Since 1994 he has been repeatedly denied a US visa, despite almost annual applications, although not on political but crime-related grounds.

The original rejection quoted his involvement "in unlawful activity". He was allegedly closely connected to a Russian gangland boss, Vyacheslav Ivankov (nicknamed "Yaponchik"), who died in Moscow in 2009 from multiple bullet wounds.

Image source, AFP
Image caption,

Iosif Kobzon was awarded a medal by President Putin in 2012

Spectacular career

Mr Kobzon seems to have been around forever.

He had a meteoric rise to fame for a working-class Jewish boy from eastern Ukraine. He was born outside Donetsk and grew up in Dnipropetrovsk.

He started singing while serving in the Soviet army in the late 1950s.

In the 1960s he rose through the Soviet music scene's official hierarchy. A rich baritone, external, he was an ideal performer of Soviet patriotic songs in communist times.
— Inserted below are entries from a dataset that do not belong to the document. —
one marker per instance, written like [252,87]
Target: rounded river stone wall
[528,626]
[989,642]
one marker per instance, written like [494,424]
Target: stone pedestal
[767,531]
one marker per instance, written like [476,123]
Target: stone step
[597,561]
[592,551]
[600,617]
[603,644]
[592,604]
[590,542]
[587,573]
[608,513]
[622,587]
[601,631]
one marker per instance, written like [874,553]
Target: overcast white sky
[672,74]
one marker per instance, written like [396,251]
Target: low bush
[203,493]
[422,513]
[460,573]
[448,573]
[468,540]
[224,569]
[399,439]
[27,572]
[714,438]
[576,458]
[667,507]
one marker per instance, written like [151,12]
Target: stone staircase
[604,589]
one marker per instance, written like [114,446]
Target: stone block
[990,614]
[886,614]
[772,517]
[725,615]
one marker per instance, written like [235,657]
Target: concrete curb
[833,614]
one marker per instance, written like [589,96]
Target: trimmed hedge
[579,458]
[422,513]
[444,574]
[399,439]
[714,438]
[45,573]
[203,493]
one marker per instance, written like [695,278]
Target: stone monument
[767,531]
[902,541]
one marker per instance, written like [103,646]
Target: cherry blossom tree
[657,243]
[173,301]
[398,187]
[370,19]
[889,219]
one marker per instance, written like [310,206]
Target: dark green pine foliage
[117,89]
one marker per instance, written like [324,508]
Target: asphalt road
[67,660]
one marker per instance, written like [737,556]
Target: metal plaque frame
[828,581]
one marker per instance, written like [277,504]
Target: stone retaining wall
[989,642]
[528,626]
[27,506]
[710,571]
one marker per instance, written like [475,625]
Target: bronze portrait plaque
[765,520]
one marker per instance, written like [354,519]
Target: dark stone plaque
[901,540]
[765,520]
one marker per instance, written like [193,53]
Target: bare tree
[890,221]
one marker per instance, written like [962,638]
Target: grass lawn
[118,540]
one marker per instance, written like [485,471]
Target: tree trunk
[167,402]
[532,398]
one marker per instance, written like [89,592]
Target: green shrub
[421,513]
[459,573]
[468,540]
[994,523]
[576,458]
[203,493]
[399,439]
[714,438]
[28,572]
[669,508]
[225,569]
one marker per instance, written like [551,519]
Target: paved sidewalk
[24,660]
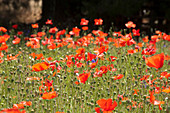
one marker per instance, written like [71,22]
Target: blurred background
[149,15]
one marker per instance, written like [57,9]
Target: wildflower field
[49,70]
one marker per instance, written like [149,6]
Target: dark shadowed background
[147,14]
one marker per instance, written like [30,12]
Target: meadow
[83,71]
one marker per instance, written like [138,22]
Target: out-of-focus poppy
[149,51]
[104,69]
[40,66]
[106,105]
[34,25]
[112,58]
[49,95]
[22,104]
[49,22]
[10,57]
[19,32]
[53,30]
[153,101]
[16,41]
[135,32]
[84,21]
[85,28]
[130,24]
[119,76]
[97,109]
[135,92]
[15,26]
[3,29]
[37,56]
[4,46]
[40,34]
[83,77]
[166,90]
[167,57]
[165,74]
[98,21]
[155,61]
[32,78]
[4,38]
[12,110]
[80,51]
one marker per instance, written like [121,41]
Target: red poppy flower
[22,104]
[97,109]
[80,51]
[135,92]
[12,110]
[85,28]
[83,77]
[3,29]
[131,51]
[166,90]
[16,41]
[49,22]
[76,31]
[15,26]
[155,61]
[136,32]
[32,78]
[130,24]
[149,51]
[40,34]
[90,56]
[119,76]
[98,21]
[34,25]
[40,66]
[84,21]
[104,69]
[53,30]
[49,95]
[112,58]
[167,57]
[37,56]
[153,101]
[4,46]
[145,77]
[4,38]
[165,74]
[106,105]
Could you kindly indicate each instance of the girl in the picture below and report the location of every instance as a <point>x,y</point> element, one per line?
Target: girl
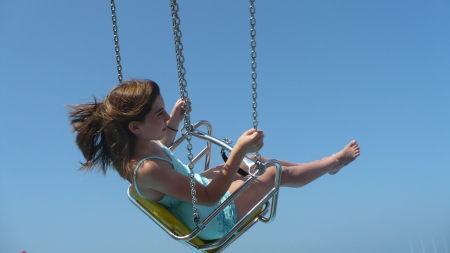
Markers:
<point>130,132</point>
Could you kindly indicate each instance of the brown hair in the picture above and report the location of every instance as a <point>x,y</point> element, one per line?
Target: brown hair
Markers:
<point>102,127</point>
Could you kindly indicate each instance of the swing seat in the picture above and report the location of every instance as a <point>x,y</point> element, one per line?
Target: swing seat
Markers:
<point>172,225</point>
<point>178,231</point>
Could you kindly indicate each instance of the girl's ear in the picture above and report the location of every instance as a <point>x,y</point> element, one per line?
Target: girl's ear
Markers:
<point>134,127</point>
Despite widespread anti-Semitism, his Jewish origins did not hold him back. The list of his official awards runs to a few pages.

He also cultivated powerful connections in the Soviet elite.
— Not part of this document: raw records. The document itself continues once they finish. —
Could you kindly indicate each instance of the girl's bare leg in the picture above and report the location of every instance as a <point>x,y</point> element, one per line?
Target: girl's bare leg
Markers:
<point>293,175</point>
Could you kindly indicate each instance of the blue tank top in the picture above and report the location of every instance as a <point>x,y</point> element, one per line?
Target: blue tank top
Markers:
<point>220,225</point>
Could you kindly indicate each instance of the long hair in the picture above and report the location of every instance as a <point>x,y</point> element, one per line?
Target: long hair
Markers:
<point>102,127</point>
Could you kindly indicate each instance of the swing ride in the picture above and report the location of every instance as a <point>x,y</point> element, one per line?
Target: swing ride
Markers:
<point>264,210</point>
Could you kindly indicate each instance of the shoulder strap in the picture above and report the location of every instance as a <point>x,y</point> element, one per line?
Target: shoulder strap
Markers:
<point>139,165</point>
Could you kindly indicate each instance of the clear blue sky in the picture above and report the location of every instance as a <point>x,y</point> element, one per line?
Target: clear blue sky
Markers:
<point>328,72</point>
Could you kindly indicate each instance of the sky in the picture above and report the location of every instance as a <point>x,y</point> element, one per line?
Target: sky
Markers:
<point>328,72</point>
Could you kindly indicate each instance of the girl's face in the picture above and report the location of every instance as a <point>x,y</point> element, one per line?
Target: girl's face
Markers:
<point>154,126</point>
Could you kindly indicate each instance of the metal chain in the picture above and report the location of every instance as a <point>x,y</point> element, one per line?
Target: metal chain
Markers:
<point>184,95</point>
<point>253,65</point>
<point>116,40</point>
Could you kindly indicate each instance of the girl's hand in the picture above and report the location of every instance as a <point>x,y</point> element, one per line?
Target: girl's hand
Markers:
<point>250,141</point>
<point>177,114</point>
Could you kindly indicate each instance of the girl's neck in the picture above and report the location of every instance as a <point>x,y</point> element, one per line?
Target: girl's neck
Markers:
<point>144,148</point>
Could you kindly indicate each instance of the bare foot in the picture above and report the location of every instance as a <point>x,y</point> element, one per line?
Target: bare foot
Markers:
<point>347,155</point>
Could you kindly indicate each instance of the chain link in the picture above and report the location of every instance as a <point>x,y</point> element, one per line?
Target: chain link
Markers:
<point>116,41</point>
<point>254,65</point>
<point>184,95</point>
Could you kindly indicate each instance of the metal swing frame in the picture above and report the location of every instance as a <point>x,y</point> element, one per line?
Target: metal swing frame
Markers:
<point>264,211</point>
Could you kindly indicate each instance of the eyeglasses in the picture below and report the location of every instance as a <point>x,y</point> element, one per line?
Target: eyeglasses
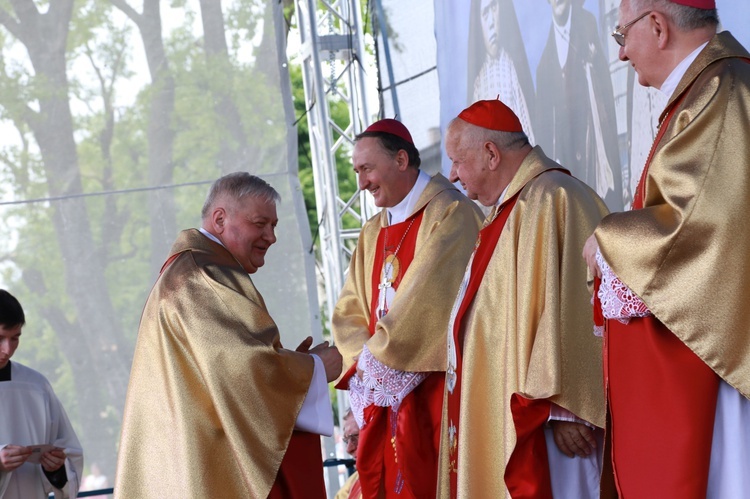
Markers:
<point>618,34</point>
<point>351,438</point>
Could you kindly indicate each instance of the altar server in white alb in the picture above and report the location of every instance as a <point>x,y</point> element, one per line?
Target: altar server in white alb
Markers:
<point>39,451</point>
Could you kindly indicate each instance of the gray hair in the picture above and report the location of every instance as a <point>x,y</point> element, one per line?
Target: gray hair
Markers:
<point>473,136</point>
<point>684,17</point>
<point>237,186</point>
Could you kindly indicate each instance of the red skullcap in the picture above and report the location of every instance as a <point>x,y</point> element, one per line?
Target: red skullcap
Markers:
<point>492,114</point>
<point>698,4</point>
<point>394,127</point>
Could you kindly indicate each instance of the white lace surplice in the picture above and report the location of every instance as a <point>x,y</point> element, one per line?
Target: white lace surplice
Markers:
<point>617,299</point>
<point>380,385</point>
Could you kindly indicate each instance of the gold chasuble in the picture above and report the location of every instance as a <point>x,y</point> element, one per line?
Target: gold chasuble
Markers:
<point>411,337</point>
<point>687,252</point>
<point>423,259</point>
<point>528,330</point>
<point>213,398</point>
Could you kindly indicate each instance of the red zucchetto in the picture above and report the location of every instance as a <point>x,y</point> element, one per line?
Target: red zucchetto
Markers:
<point>394,127</point>
<point>698,4</point>
<point>493,115</point>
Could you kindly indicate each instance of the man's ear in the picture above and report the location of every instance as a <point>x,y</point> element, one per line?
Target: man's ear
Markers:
<point>660,28</point>
<point>218,219</point>
<point>493,154</point>
<point>402,160</point>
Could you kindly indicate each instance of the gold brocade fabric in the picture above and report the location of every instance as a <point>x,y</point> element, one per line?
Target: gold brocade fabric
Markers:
<point>213,397</point>
<point>412,336</point>
<point>687,253</point>
<point>529,329</point>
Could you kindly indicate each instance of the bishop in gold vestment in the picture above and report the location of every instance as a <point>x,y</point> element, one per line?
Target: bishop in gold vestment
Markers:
<point>523,341</point>
<point>417,246</point>
<point>682,365</point>
<point>213,398</point>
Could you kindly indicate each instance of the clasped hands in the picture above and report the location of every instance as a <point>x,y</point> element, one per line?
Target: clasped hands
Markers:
<point>573,439</point>
<point>13,456</point>
<point>332,361</point>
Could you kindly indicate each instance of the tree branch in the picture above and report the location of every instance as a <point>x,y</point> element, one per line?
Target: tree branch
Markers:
<point>128,10</point>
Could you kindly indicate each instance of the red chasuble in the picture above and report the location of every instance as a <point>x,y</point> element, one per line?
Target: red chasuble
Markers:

Despite being a loyal Soviet patriot, he effortlessly adapted to the new post-communist regime.

Since 1990 he has been a member of the Russian parliament, and more recently one of the leading figures in United Russia, the ruling party. He also skilfully converted political clout into business success and wealth.

In 2002 he was diagnosed with cancer. He has undergone much surgery and collapsed on stage in 2010.

His looks have appeared frozen since the 1980s, if not the 1970s - allegedly with the help of botox injections. He also sports a very obvious glossy black wig.

Staunch Putin fan

Since the beginning of the Ukrainian crisis last year, Mr Kobzon has taken an aggressively anti-Kiev stance. In March 2014 he signed a letter supporting Russia's annexation of Crimea.

He has travelled repeatedly to the rebel-held areas of eastern Ukraine and was even appointed Russia's "honorary consul" to the so-called "Donetsk People's Republic".

As a result, some Ukrainian cities stripped him of his honorary citizenship.

"I don't care," he said in response. "For me there's no Ukraine that is governed by a fascist regime. Therefore I don't want to be an honorary citizen of Ukrainian cities."